Prazo para adesão ao Refis da Copa termina no dia 25
No dia 25 de agosto vence o prazo para as empresas com débitos tributários até 31 de dezembro de 2013 aderirem ao "Refis da Copa", criado pela Lei 12.996/2014. Ele faz parte de um pacote de medidas tomadas pelo Governo Federal para tentar recuperar a confiança do empresariado e estimular a produção nacional.

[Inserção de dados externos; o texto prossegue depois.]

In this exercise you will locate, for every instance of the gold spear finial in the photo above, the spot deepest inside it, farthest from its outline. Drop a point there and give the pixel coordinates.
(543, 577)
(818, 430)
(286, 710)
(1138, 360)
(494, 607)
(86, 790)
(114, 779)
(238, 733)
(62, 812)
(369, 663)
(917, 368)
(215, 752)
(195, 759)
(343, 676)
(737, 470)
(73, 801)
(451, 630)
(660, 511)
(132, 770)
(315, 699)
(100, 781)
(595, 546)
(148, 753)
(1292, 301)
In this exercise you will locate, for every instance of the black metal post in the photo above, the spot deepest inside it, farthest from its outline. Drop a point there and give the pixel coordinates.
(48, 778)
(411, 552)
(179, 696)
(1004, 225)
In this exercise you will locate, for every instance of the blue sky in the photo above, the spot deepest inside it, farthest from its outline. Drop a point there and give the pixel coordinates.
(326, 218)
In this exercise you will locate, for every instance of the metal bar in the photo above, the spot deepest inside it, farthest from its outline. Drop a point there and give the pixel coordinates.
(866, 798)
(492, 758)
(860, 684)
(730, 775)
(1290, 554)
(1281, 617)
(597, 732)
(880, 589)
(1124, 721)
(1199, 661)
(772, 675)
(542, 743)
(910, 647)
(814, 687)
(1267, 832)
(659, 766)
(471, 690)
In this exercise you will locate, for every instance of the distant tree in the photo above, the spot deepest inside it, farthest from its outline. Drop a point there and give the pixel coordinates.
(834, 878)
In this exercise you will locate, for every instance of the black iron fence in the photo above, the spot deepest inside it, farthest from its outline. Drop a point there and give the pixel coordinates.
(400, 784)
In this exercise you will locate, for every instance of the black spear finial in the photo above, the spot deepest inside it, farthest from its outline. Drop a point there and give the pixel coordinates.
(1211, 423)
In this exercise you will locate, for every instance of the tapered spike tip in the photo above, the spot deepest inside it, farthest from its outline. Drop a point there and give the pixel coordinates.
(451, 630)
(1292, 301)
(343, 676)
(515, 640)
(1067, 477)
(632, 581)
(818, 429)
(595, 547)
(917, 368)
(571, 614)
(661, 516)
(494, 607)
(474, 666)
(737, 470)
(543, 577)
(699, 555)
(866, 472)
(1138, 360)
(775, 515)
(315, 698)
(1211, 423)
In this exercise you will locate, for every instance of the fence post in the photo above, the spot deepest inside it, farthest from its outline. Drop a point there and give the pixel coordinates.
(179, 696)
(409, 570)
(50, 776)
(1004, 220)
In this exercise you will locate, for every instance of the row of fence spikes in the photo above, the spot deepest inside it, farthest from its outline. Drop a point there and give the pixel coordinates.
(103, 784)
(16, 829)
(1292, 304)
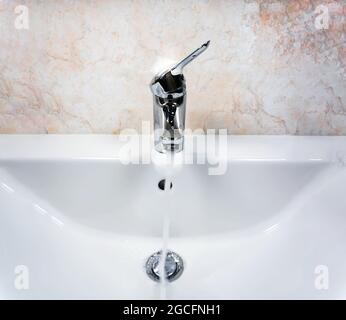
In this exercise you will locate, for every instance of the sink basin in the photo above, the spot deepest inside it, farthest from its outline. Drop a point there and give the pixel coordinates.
(83, 223)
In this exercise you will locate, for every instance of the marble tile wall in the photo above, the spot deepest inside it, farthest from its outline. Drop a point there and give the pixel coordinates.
(273, 67)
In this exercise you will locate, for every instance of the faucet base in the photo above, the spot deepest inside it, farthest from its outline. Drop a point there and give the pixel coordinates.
(163, 145)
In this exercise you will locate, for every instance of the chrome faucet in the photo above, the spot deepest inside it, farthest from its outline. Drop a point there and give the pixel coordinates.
(169, 90)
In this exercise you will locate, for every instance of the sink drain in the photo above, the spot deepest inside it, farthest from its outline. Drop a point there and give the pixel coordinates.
(174, 266)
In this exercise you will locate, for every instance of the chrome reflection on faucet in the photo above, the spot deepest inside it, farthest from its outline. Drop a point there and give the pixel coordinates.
(169, 90)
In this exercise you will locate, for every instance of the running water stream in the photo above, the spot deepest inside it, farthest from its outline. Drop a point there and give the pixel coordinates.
(168, 167)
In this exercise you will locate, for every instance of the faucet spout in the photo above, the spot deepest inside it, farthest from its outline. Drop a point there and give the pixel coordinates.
(169, 90)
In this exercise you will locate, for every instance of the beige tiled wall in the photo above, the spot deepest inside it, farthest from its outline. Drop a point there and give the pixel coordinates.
(273, 67)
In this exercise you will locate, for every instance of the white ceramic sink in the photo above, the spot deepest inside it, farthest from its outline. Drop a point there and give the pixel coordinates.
(84, 224)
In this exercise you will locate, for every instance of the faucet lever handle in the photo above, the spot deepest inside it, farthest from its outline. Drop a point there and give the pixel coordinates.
(178, 68)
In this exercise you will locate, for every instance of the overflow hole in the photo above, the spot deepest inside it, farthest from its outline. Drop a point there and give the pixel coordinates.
(162, 184)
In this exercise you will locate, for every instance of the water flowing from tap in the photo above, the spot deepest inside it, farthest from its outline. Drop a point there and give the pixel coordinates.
(168, 165)
(165, 239)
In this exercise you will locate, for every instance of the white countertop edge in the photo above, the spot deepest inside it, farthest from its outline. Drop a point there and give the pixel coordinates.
(97, 147)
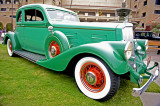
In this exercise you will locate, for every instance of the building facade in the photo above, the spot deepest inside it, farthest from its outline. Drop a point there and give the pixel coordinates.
(88, 10)
(146, 13)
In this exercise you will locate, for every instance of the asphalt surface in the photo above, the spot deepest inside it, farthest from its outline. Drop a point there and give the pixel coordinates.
(147, 98)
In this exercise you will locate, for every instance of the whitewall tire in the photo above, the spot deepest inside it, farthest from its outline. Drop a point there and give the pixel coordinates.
(10, 48)
(95, 79)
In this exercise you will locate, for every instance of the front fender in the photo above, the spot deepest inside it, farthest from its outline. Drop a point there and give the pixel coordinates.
(105, 50)
(14, 40)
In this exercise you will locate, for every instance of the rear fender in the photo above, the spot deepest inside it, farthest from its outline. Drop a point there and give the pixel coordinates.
(104, 50)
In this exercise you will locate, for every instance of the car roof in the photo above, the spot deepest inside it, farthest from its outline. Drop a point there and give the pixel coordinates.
(45, 6)
(143, 31)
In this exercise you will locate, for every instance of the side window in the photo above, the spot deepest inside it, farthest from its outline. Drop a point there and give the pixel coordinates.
(19, 18)
(33, 15)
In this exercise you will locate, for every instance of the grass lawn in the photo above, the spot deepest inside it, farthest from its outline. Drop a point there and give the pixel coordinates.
(25, 83)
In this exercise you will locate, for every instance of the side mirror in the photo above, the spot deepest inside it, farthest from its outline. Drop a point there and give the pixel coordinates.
(50, 29)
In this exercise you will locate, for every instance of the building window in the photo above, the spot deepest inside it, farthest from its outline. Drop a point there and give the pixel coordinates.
(157, 2)
(3, 9)
(156, 11)
(145, 3)
(143, 25)
(144, 14)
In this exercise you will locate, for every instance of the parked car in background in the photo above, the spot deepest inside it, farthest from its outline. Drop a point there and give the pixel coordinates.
(2, 35)
(98, 53)
(146, 35)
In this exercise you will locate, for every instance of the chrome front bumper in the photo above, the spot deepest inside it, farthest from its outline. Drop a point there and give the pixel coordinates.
(138, 91)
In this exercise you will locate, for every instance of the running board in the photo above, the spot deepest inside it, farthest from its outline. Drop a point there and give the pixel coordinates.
(33, 57)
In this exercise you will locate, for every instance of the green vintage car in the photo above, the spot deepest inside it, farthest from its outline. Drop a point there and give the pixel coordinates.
(99, 53)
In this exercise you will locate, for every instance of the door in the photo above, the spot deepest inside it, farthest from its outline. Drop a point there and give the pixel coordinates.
(35, 31)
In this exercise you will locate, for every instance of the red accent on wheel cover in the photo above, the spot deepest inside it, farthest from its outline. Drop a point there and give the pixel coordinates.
(56, 45)
(99, 74)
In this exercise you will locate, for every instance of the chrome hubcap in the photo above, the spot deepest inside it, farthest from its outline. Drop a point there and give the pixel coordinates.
(90, 78)
(53, 50)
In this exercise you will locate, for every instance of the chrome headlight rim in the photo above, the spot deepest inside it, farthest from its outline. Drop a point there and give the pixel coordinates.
(128, 50)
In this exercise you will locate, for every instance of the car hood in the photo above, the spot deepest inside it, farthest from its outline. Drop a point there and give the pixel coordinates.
(90, 25)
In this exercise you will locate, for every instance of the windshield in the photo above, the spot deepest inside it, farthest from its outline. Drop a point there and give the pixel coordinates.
(61, 15)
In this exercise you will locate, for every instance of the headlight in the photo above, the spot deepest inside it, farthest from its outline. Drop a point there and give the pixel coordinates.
(128, 50)
(146, 44)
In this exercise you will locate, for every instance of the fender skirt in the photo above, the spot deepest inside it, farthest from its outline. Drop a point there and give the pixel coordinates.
(106, 50)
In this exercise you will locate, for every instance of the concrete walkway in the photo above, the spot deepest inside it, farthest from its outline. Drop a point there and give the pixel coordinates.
(149, 98)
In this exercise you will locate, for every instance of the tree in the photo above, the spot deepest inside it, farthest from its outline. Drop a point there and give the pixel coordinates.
(8, 27)
(1, 25)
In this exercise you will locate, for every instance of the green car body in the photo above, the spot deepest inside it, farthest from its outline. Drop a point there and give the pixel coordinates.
(107, 41)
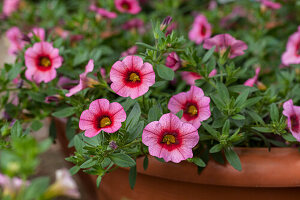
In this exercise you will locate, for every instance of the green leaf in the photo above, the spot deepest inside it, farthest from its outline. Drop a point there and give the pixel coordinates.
(36, 125)
(122, 160)
(132, 177)
(274, 112)
(146, 163)
(233, 159)
(199, 162)
(65, 112)
(16, 130)
(179, 114)
(165, 72)
(216, 148)
(208, 54)
(210, 130)
(37, 188)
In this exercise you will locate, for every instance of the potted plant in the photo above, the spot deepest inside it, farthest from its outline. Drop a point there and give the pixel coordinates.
(190, 108)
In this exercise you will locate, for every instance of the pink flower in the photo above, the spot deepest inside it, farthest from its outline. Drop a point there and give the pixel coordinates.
(292, 53)
(250, 82)
(41, 61)
(224, 41)
(10, 6)
(39, 32)
(128, 6)
(84, 81)
(131, 77)
(173, 61)
(103, 12)
(102, 116)
(293, 114)
(131, 51)
(270, 4)
(170, 138)
(14, 35)
(194, 104)
(201, 29)
(191, 77)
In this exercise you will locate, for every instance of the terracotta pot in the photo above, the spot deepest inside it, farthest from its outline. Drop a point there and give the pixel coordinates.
(265, 175)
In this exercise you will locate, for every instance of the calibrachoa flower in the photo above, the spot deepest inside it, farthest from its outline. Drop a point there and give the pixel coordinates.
(39, 32)
(191, 77)
(194, 104)
(173, 61)
(64, 186)
(293, 118)
(250, 82)
(170, 138)
(14, 35)
(131, 77)
(224, 41)
(292, 53)
(102, 116)
(10, 6)
(128, 6)
(201, 29)
(41, 61)
(84, 81)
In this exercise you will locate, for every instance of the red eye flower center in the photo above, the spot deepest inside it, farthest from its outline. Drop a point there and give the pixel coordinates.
(104, 121)
(169, 139)
(133, 77)
(45, 62)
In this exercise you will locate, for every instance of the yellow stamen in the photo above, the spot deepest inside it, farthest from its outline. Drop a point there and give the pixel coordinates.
(169, 139)
(134, 77)
(192, 110)
(105, 121)
(45, 62)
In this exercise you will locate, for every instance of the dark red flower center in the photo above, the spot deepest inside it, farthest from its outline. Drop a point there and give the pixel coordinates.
(295, 123)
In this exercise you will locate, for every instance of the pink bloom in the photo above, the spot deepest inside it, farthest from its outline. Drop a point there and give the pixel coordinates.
(131, 51)
(14, 35)
(191, 77)
(194, 104)
(102, 116)
(250, 82)
(84, 81)
(270, 4)
(41, 61)
(128, 6)
(170, 138)
(10, 6)
(292, 53)
(293, 114)
(103, 12)
(173, 61)
(201, 29)
(39, 32)
(224, 41)
(131, 77)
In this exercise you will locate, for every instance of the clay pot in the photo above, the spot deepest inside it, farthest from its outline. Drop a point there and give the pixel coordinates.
(265, 175)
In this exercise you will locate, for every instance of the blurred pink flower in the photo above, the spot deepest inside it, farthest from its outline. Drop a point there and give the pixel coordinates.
(14, 35)
(292, 52)
(170, 138)
(250, 82)
(191, 77)
(223, 42)
(173, 61)
(128, 6)
(102, 116)
(201, 29)
(194, 104)
(292, 112)
(131, 77)
(41, 61)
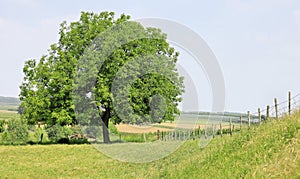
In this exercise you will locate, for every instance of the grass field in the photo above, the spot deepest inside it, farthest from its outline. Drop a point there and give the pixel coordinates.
(272, 150)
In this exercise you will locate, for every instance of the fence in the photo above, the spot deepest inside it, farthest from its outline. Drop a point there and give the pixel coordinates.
(270, 112)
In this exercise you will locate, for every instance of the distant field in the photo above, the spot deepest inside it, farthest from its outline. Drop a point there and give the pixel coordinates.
(269, 151)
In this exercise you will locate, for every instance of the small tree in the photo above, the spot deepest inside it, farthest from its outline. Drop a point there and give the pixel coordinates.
(17, 131)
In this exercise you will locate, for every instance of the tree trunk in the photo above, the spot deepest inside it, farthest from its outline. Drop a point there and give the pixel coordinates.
(105, 120)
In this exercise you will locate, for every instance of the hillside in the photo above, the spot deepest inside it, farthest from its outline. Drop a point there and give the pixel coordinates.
(271, 150)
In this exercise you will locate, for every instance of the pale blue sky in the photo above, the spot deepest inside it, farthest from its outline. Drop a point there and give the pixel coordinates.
(257, 42)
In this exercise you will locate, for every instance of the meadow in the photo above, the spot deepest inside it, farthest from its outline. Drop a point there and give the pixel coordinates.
(270, 151)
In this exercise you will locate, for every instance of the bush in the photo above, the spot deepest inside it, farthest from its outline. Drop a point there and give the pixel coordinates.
(58, 133)
(17, 132)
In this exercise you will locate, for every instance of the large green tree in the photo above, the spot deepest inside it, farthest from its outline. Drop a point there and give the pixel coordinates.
(100, 70)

Segundo David Oliveira, delegado adjunto da Receita Federal, a amplitude deste novo programa de refinanciamento é muito maior do que outros do gênero, e além de Pessoas Jurídicas, o programa atende também Pessoas Físicas. "Eu situo duas coisas muito importantes. Uma delas é a abrangência do Refis da Copa, já que tirando o Simples Nacional, todo tipo de dívida se enquadra. Outra é a data do vencimento das dívidas que são incluídas no Refis da Copa, até 31 de dezembro de 2013", explicou Oliveira, lembrando que outros programas de refinanciamento só abrangeram débitos anteriores a 2008.
Kleber Lustre, contabilista tributário e sócio da empresa de contabilidade Camargo Ferreira e Rocha, explica que diferente de outros programas, o contribuinte que optar pelo Refis da Copa pode realizar o pagamento dos tributos à vista, ou parcelá-los em até 180 meses. Mas nesta segunda opção deve-se pagar uma entrada que varia entre 5% e 20% da dívida. "Esses débitos são gerenciados pela Procuradoria da Fazenda Nacional e Receita Federal. As pessoas Físicas ou Jurídicas que optarem pelo parcelamento devem dar uma entrada pautada pelos seguintes valores: até R$ 1 milhão - entrada, à vista, de 5%; entre R$ 1 milhão e R$ 9,9 milhões, entrada de 10%; os que devem entre R$ 10 milhões e R$ 19,9 milhões precisam pagar entrada de 15%; e para os débitos acima de R$ 20 milhões, 20%", explicou Lustre.
O contabilista ressalta que é muito importante que a pessoa tenha muita atenção na hora de realizar o cálculo, pois os valores devem estar corrigidos na hora da efetivação do pagamento do Documento de Arrecadação de Receitas Federais (Darf). "O que tem acontecido é o escritório fazer todo o procedimento para a geração da Darf e ficar na espera da decisão do pagamento do cliente, que pode acontecer em outra data. Isso gera um duplo trabalho, pois o escritório terá que refazer os cálculos. E caso esses cálculos estejam errados, a pessoa perderá o parcelamento, porque pagar menor ou indevidamente essa parcela de entrada já a desenquadra do parcelamento. Essa é uma responsabilidade muito grande, por isso é recomendado que a pessoa tenha o acompanhamento técnico de um escritório contábil ou da própria Receita Federal", comentou Lustre.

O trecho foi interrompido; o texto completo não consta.